Estaba descontento. No había una razón principal para ello, pero tampoco la había para lo contrario. Era una mezcla de odio al prójimo, rabia generalizada, impotencia y aburrimiento. Ciertas cosas me proporcionaban pequeñas satisfacciones: un cubata bien hecho, pasearme en pelotas por casa; y otras muchas cosas me frustraban: una discusión de mierda, el saldo de la cuenta, las caries, los michelines que no desaparecían, el estreñimiento. Supongo que había más cosas malas que buenas. Era un tipo infeliz.
Sábado por la mañana. En el piso de arriba había niños y no paraban de gritar y arrastrar cosas. Lograron despertarme y estropear mi único día de descanso real. Desayuné fuerte, como si me lo mereciese, fregué los platos acumulados del día anterior, escuché en la radio que había un congreso del partido popular, me puse un chándal e hice la cama, procurando deshacer las minúsculas arrugas de las sábanas y mantener una simetría perfecta al colocarlas. Manías de una mente desocupada. Salí de casa.
Cinco o seis niños jugaban en los columpios. Unos tenían una maquinita y otros jugaban de verdad. Las mamás y algún papá vigilaban mientras aguantaban un abrigo o una mochila y hablaban. Eran buenos vigilantes. Parecían disfrutar de la vida.
Un tipo pasó corriendo con un perro. Era un perro grande, marrón y blanco, con la lengua por fuera pero supongo que satisfecho. Se notaba que el tío estaba también satisfecho con todo ese sudor por la camiseta.

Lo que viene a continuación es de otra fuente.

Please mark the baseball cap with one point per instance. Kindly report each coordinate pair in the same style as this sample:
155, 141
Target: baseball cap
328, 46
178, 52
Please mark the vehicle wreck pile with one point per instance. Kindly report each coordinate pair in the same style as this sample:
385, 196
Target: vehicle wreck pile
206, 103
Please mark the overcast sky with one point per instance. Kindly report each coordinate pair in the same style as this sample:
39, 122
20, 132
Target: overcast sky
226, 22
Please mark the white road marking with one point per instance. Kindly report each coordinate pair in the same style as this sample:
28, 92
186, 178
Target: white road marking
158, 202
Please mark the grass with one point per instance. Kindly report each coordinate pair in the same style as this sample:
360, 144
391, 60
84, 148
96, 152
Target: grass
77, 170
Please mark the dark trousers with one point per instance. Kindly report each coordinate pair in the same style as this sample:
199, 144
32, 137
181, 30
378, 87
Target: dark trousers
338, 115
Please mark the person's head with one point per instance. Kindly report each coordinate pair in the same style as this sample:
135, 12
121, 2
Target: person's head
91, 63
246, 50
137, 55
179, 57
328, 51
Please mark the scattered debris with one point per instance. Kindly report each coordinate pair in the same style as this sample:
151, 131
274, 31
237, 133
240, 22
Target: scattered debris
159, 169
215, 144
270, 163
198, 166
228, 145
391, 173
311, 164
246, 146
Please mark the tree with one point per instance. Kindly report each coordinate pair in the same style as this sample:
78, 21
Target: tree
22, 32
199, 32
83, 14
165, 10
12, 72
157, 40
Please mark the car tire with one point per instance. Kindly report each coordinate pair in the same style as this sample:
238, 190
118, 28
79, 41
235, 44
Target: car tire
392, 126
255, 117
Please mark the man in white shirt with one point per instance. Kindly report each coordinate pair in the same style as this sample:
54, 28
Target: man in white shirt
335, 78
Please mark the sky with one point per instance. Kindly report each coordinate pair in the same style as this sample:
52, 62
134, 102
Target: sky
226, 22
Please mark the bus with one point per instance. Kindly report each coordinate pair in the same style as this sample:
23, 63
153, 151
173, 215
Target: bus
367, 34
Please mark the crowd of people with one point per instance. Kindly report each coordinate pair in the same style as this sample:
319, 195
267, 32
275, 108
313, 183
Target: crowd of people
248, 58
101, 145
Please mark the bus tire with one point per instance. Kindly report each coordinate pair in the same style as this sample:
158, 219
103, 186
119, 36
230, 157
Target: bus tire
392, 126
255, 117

Perder calorías hace feliz a mucha gente.
Iba de camino al supermercado. Me habían hecho la lista de la compra y obedecería. Me crucé en la acera con un conocido que pasaba por allí. Me dijo que se alegraba de verme y yo le dije que yo también. Después me preguntó por el trabajo y la familia y puso cara de satisfacción cuando le dije que sin novedades y concluyó que eso significaba que de maravilla. Cuando yo le pregunté por sus asuntos me contó un par de historias de sus hijas y no sé qué rollo de una reducción de plantilla en el trabajo, y después me dio una palmadita en la espalda y se despidió con una gran sonrisa.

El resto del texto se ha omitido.